L'archevêque François-Amédée Milliet de Challes et d’Arvillars entreprend de transformer la cathédrale pour la rendre conforme à la liturgie définie au concile de Trente :
Le premier prix-fait date du 31 octobre 1669 et le second du 1er avril 1671.
En 1686 est construit le porche qui se trouve à l'entrée de la cour précédant la cathédrale. Il a été détruit au moment de la Révolution et reconstruit en 1864.
Avec l'arrivée des troupes françaises en 1792, la cathédrale va être transformée en Temple de la Raison.
En 1793, le représentant en mission Antoine Louis Albitte décide qu'il faut raser les clochers car ils dérogent au principe d'égalité. Malheureusement, ces travaux de démolition faits sans précaution vont entraîner l'affaissement de la charpente : les voûtes romanes et gothiques s'effondrent le 24 décembre 1794.

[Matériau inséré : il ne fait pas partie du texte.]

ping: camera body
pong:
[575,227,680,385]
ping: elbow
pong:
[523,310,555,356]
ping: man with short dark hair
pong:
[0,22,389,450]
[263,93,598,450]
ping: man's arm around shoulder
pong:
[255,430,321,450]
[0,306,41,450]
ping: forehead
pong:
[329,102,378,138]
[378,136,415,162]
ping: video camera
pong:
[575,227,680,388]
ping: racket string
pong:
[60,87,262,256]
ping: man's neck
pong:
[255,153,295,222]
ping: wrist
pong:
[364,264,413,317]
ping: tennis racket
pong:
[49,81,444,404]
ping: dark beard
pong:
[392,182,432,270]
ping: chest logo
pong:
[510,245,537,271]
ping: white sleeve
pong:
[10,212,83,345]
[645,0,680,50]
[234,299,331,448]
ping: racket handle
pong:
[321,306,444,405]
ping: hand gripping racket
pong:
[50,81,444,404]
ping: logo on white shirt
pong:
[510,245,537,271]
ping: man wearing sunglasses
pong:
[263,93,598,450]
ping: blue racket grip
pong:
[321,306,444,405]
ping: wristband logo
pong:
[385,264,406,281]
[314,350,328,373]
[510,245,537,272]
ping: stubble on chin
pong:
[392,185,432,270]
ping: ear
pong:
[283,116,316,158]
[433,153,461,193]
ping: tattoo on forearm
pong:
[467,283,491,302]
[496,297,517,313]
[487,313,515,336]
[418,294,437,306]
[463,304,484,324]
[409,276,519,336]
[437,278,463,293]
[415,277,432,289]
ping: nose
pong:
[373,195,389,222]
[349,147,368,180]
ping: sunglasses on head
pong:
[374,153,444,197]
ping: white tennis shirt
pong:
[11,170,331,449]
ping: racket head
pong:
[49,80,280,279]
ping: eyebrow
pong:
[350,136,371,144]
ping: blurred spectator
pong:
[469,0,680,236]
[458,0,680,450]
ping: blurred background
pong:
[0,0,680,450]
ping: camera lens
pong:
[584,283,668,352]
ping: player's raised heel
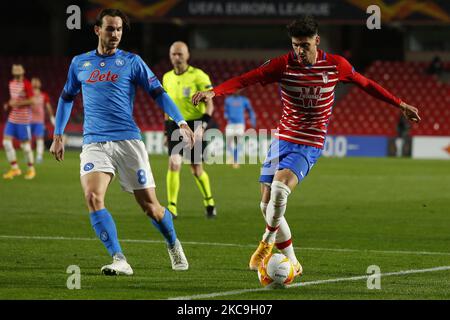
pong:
[3,169,22,179]
[248,241,274,271]
[101,255,133,276]
[294,261,303,277]
[205,206,217,219]
[167,202,178,219]
[167,239,189,271]
[24,168,36,180]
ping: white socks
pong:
[3,139,19,169]
[260,181,298,265]
[20,142,34,167]
[36,139,44,159]
[263,181,291,243]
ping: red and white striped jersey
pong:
[31,91,50,123]
[8,79,33,124]
[213,50,401,148]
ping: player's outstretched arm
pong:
[192,90,216,106]
[400,101,422,122]
[351,72,421,122]
[50,135,64,161]
[180,123,195,149]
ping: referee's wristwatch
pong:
[201,113,211,130]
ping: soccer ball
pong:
[258,253,295,288]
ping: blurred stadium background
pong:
[0,0,450,302]
[0,0,450,159]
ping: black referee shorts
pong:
[166,119,208,164]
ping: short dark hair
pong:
[286,16,319,38]
[95,9,131,30]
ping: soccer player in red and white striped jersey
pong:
[3,64,36,180]
[192,17,420,275]
[30,78,55,163]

Après la mort de l'archevêque en 1793, les prêtres se réfugient en Piémont. Il faut attendre le concordat de 1801 pour voir rétablie la situation de l'Église à Moûtiers, mais l'archevêché de Moûtiers est supprimé au profit de Chambéry dont le diocèse s'étend sur les deux départements de Savoie et de Haute-Savoie, le canton de Genève et le Pays de Gex
Après la chute de l'Empire, en 1815, la Savoie revient sous la souveraineté du roi Sardaigne, duc de Savoie.
Chambéry devient un archevêché en 1817 et l'évêché de Tarentaise est rétabli en 1825 en même temps que celui de Maurienne. Le nouvel évêque, Mgr Martinet, vient s'installer dans une cathédrale ruinée. La nef, reconstruite dans un style classique, remonte au XIXe siècle.

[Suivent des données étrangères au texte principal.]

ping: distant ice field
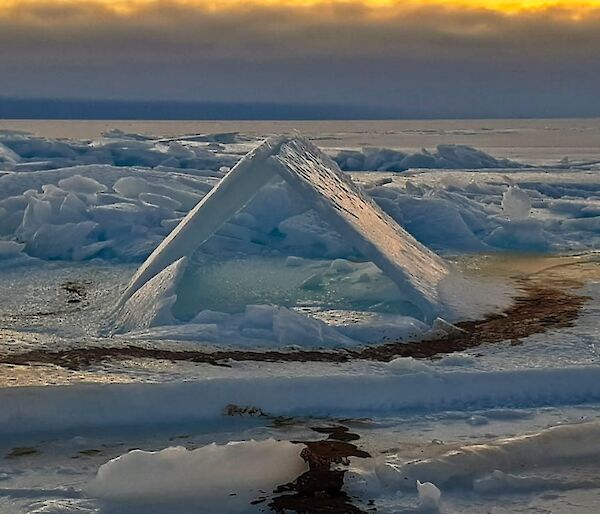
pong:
[0,118,600,162]
[0,119,600,514]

À partir de 1827, on commence à réfléchir à la restauration-reconstruction de la cathédrale. Les travaux sont confiés aux architectes Ernesto Melano (1792-1867) et Sogno.

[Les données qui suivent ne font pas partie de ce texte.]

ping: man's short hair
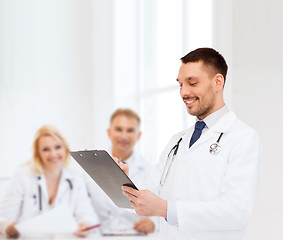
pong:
[181,48,228,83]
[110,108,141,126]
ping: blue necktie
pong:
[190,121,205,147]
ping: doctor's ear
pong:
[215,73,224,89]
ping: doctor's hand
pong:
[113,157,129,176]
[6,222,20,238]
[74,223,90,237]
[122,186,167,218]
[134,218,154,233]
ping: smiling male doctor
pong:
[120,48,262,240]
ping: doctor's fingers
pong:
[134,218,155,233]
[121,186,141,197]
[123,191,137,204]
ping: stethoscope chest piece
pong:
[209,142,221,155]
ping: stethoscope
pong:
[33,176,73,212]
[160,132,223,186]
[209,133,223,155]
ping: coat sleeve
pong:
[0,171,25,235]
[73,175,99,225]
[176,131,262,231]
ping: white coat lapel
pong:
[190,112,237,149]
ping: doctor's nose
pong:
[180,85,191,98]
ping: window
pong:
[113,0,212,163]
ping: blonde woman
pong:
[0,126,99,238]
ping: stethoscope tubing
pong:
[160,132,223,186]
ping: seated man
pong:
[87,109,155,233]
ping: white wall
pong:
[0,0,98,176]
[215,0,283,240]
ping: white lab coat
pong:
[150,112,262,240]
[0,163,99,234]
[81,152,157,233]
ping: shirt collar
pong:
[199,105,229,128]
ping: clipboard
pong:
[70,150,138,208]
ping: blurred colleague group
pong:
[0,108,155,238]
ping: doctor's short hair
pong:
[32,125,70,174]
[110,108,141,126]
[181,48,228,83]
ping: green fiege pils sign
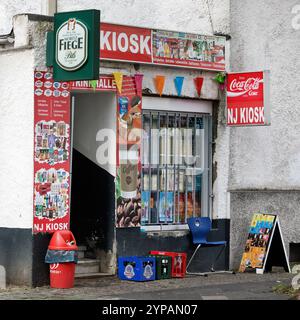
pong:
[53,10,100,81]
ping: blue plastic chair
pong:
[186,217,233,276]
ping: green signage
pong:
[53,10,100,81]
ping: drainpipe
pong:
[0,30,15,46]
[42,0,57,16]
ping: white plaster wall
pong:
[73,92,117,176]
[230,0,300,189]
[0,50,33,228]
[0,0,42,34]
[57,0,229,34]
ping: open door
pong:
[70,92,116,275]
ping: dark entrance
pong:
[70,92,116,274]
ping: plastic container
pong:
[50,262,75,289]
[149,255,172,280]
[45,230,78,289]
[118,256,156,281]
[150,251,186,278]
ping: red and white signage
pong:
[33,70,71,233]
[100,23,225,71]
[100,23,152,63]
[227,71,270,126]
[70,75,117,91]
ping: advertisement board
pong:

La décoration a été donnée au peintre fresquiste Casimir Vicario. C'est lui qui doit peindre les personnages de la coupole de la croisée du transept suivant les indications prévues dans le contrat signé le 13 février 1829 par l'évêque Antoine Rochaix et lui-même (il a réalisé plus tard les fresques de la cathédrale Saint-François-de-Sales de Chambéry).
La cathédrale est bénite le 31 octobre 1829 et elle est consacrée le 3 juillet 1831.
L'édifice est classé Monument historique le 30 octobre 1862.
En 1869, une chapelle latérale est construite sur le bas-côté de la nef.
En 1882, l'architecte Borrel reconstitue une crypte romane et fait disparaître la décoration du XVIIe siècle dans le chœur.
La cathédrale est construite suivant un plan de croix latine. La nef comprend quatre travées voûtées d'arêtes avec deux bas-côtés de même hauteur, un transept saillant avec une coupole à lanternon à la croisée.
Le chœur ne comprend qu'une travée voûtée d'arêtes flanquée de deux chapelles qui se trouvaient à la base des deux tours orientales détruites à la Révolution et dont seule la tour nord a été reconstituée après 1860. Le chœur se termine par une abside romane voûtée en cul-de-four.